Tutorial - Mapping a dataset with integrated features - v2
We will use the CheS-Mapper application to visualize a dataset using the molecular properties stored in the dataset.
The dataset endpoint is Caco-2 permeation, which is - according to the authors - correlated to simple molecular properties (http://pubs.acs.org/doi/suppl/10.1021/ci049884m). The authors provide 100 structural diverse compounds (We joined the 77 training compounds and 23 test compounds to a single dataset). Five numeric features are available in the dataset. One of the features is the actual endpoint Caco-2 permeability (feature name in the datset: caco2). The remaining four molecular descriptors are: experimental distribution coefficient (logD), high charged polar surface area (HCPSA), radius of gyration (rgyr), and fraction of rotatable bonds (fROTB). The authors use these four features to build a QSAR model to predict Caco-2 permeation.

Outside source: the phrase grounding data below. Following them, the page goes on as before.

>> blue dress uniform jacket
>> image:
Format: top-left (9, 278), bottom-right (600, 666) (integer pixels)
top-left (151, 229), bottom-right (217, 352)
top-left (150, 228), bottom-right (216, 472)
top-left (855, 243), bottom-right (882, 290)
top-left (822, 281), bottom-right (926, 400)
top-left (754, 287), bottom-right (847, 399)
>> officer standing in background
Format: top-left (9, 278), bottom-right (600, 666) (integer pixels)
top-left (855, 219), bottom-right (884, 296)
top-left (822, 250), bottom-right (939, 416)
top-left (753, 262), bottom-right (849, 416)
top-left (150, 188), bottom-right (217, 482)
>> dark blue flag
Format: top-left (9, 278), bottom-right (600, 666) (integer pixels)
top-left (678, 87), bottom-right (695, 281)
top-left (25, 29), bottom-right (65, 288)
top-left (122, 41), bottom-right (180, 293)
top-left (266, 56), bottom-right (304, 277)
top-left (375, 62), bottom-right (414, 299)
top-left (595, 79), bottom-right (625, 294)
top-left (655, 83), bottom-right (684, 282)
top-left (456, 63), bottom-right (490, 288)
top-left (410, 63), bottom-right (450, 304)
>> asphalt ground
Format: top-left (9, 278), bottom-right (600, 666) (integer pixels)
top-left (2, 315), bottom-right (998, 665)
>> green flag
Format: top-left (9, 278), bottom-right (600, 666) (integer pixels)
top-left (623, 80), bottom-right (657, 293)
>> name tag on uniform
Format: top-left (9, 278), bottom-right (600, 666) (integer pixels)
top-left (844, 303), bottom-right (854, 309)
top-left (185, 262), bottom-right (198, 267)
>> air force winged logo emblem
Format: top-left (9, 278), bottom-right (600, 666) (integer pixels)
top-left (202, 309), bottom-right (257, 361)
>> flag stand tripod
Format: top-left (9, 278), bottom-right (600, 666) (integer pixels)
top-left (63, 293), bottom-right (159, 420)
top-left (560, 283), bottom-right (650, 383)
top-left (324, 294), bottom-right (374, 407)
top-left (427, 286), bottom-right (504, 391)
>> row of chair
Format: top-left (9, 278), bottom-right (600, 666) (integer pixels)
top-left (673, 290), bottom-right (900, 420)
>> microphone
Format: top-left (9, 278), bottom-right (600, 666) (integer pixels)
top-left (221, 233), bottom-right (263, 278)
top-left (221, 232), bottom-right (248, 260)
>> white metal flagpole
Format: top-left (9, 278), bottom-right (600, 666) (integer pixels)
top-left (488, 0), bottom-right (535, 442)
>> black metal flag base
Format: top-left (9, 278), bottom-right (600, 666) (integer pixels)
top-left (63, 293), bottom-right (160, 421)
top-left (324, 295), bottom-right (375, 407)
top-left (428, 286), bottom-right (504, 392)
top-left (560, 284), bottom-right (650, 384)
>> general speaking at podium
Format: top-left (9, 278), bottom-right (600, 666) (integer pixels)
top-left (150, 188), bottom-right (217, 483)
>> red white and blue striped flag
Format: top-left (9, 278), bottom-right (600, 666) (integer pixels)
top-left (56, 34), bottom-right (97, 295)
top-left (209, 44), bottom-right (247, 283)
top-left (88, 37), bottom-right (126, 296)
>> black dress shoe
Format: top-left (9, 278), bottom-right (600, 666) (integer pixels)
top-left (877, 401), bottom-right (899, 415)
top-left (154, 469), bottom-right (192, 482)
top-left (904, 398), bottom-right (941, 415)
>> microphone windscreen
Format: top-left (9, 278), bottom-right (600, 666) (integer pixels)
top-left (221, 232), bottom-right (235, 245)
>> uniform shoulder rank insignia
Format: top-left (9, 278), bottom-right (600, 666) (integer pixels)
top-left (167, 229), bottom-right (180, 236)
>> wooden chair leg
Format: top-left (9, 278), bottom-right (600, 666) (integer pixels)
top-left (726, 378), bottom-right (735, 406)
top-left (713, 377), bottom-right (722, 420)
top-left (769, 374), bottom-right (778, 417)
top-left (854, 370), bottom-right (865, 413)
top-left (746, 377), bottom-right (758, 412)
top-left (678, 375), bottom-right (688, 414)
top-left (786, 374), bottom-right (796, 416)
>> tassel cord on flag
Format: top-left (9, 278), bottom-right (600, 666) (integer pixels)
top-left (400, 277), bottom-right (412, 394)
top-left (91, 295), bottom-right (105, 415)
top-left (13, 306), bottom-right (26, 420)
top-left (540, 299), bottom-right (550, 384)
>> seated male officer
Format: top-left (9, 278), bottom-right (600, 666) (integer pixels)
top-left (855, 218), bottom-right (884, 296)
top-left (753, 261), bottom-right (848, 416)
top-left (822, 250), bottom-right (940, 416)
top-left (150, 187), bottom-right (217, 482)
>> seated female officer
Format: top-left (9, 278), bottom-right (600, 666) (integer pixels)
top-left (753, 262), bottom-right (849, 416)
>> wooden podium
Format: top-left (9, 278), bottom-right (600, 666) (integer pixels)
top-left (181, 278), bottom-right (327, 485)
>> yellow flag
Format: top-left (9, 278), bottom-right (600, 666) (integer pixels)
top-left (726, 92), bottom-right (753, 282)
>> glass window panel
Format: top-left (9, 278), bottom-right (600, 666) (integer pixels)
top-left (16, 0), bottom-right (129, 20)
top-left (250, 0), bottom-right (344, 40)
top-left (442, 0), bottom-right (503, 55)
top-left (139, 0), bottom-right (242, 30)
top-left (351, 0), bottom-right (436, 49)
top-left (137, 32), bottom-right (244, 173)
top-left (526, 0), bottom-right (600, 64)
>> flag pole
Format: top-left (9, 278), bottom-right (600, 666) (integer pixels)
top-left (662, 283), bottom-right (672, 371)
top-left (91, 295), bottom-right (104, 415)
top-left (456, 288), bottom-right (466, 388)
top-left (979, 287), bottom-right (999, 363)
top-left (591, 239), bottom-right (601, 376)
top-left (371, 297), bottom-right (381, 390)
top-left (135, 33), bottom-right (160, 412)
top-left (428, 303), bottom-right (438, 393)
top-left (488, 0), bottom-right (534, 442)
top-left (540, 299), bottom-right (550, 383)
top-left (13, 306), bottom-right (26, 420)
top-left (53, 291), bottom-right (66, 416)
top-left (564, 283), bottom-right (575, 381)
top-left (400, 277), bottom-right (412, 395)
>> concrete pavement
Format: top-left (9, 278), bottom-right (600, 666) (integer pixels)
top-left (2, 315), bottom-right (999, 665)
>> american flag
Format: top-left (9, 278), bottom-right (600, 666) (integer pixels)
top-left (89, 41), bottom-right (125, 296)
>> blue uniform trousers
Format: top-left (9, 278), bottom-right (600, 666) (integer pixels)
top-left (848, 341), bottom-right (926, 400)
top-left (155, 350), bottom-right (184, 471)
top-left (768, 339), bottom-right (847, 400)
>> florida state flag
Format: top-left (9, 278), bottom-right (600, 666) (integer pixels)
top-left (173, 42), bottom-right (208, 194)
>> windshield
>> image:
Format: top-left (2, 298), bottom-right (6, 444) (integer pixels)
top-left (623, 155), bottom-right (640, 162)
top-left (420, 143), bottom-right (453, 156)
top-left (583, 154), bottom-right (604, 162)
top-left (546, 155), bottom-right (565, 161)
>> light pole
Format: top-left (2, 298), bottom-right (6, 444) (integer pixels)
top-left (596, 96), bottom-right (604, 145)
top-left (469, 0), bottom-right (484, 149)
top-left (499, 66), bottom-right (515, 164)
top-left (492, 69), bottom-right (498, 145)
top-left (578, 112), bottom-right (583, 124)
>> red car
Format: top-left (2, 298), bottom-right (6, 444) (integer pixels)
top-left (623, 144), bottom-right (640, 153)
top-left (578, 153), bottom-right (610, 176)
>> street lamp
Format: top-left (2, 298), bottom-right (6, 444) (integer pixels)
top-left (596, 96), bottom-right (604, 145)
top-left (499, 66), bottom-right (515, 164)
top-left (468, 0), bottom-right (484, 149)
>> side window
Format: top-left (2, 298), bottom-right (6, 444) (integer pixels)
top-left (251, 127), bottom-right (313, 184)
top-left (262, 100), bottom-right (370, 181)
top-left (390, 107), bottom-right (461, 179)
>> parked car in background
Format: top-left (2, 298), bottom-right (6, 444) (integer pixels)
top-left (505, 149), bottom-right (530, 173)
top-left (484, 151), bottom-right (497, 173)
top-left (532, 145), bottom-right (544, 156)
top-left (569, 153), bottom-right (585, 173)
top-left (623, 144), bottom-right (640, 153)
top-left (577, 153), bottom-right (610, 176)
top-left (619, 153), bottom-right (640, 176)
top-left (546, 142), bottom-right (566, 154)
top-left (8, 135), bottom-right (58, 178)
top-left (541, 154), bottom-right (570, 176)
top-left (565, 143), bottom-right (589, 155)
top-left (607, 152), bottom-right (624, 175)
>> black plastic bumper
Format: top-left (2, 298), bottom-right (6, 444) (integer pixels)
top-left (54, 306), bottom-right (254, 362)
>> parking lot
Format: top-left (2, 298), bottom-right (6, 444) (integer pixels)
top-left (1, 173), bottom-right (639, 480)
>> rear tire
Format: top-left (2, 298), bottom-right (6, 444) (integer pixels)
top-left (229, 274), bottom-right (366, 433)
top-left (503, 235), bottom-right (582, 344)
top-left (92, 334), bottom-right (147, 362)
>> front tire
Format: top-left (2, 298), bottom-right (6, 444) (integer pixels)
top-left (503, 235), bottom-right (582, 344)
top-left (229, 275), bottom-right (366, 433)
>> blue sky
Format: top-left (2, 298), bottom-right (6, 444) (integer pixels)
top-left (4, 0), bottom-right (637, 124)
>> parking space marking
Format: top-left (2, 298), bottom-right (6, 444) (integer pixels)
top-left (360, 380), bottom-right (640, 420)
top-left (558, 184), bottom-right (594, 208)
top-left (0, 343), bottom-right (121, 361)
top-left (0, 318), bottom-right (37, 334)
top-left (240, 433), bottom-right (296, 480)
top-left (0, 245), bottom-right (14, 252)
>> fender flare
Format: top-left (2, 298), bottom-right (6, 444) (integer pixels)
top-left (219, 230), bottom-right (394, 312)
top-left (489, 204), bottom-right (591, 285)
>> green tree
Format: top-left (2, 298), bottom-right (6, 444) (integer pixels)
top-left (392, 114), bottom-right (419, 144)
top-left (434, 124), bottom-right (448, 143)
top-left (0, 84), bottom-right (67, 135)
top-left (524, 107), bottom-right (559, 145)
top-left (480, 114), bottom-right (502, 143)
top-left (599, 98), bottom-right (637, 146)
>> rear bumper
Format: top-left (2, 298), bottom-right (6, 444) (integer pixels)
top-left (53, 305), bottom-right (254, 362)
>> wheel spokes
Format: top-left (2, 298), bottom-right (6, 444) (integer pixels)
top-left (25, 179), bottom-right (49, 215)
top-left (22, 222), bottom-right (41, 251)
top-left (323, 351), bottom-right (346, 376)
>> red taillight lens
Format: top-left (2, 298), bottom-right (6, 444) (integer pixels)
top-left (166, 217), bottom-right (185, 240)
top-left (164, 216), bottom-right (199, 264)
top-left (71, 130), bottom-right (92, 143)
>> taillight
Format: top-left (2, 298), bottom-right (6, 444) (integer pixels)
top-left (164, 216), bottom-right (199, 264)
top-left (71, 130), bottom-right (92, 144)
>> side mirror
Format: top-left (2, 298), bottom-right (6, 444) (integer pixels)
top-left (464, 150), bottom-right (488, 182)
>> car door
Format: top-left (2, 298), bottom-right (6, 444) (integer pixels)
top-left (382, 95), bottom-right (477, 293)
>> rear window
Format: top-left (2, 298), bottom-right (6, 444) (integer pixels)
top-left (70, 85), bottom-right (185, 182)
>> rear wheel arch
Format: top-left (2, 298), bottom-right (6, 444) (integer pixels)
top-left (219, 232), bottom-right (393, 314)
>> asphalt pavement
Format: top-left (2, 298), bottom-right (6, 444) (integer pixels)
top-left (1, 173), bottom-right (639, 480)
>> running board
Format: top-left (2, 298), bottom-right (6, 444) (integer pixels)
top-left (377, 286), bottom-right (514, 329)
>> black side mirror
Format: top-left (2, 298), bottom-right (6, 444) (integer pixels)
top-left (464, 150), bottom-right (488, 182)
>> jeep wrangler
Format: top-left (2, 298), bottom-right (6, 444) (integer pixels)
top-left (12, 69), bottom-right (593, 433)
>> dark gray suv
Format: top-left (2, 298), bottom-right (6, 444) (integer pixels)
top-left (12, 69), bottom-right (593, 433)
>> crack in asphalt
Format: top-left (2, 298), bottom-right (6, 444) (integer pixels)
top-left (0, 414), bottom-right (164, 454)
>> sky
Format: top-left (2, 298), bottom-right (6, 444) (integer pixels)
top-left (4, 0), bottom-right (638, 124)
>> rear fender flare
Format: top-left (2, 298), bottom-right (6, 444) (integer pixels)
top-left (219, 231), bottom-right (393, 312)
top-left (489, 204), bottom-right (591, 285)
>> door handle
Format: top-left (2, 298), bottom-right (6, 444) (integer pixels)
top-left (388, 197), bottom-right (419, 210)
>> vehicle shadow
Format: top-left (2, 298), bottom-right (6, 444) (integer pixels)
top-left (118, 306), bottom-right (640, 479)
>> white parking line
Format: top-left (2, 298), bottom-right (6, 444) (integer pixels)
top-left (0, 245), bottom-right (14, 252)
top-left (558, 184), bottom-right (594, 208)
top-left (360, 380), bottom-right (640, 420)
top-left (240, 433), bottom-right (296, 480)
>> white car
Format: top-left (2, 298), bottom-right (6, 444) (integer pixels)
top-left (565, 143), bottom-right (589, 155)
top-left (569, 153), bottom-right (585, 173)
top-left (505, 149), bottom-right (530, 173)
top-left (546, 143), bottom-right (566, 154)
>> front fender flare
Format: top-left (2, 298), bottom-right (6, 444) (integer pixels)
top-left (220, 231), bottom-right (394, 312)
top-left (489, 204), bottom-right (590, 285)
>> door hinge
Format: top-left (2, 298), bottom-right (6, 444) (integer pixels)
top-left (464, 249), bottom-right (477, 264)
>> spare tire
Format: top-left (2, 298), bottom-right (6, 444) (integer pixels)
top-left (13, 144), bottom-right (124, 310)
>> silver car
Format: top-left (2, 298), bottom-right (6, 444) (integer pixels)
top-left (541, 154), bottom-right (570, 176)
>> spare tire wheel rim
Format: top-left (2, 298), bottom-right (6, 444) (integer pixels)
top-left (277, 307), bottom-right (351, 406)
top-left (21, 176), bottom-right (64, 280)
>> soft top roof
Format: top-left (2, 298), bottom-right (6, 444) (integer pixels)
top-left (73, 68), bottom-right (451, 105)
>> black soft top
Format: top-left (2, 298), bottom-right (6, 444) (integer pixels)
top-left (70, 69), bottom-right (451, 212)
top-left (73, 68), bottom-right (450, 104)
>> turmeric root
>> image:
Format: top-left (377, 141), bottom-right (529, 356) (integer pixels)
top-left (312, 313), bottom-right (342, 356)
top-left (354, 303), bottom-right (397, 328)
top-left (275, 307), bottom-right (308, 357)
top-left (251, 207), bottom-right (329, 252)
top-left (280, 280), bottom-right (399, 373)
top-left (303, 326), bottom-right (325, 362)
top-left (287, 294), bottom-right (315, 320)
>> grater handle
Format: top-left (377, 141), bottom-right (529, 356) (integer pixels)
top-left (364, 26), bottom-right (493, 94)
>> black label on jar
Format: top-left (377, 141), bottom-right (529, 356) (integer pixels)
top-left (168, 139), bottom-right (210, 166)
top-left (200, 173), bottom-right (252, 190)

We will verify that the properties are correlated, and detect a compound that is not described well by the authors QSAR model.
CheS-Mapper Wizard Settings
The wizard, for configuring the Chemical-Space Mapping, opens up when the software starts (Run CheS-Mapper). A copy of the dataset is available here: http://opentox.informatik.uni-freiburg.de/ches-mapper/data/caco2.sdf. To directly load the dataset into the application (without downloading the file first), press 'Open file' in the first wizard step and copy the dataset link into the text-field. The dataset properties indicate that 100 compounds have been loaded successfully, including 7 properties and 3D structural data. Hence, skip 3D structure generation in the second wizard step (by selecting 'No 3D Structure Generation'). In the third wizard step, double click on the feature node with the label 'Included in Dataset', and select the above mentioned four properties (HCPSA, fROTB, logD, and rgyr). This is done by simply selecting the feature and clicking the 'Add feature' button: the feature will be listed in the 'Selected Features' list on the top right. Take care to not select the actual endpoint caco2. We will use default settings for steps wizard step four, five and six, so you can press the 'Start mapping' button right-away. This will apply no clustering, default embedding (Principal Component Analysis), and no cluster alignment (as the compounds are too structural diverse).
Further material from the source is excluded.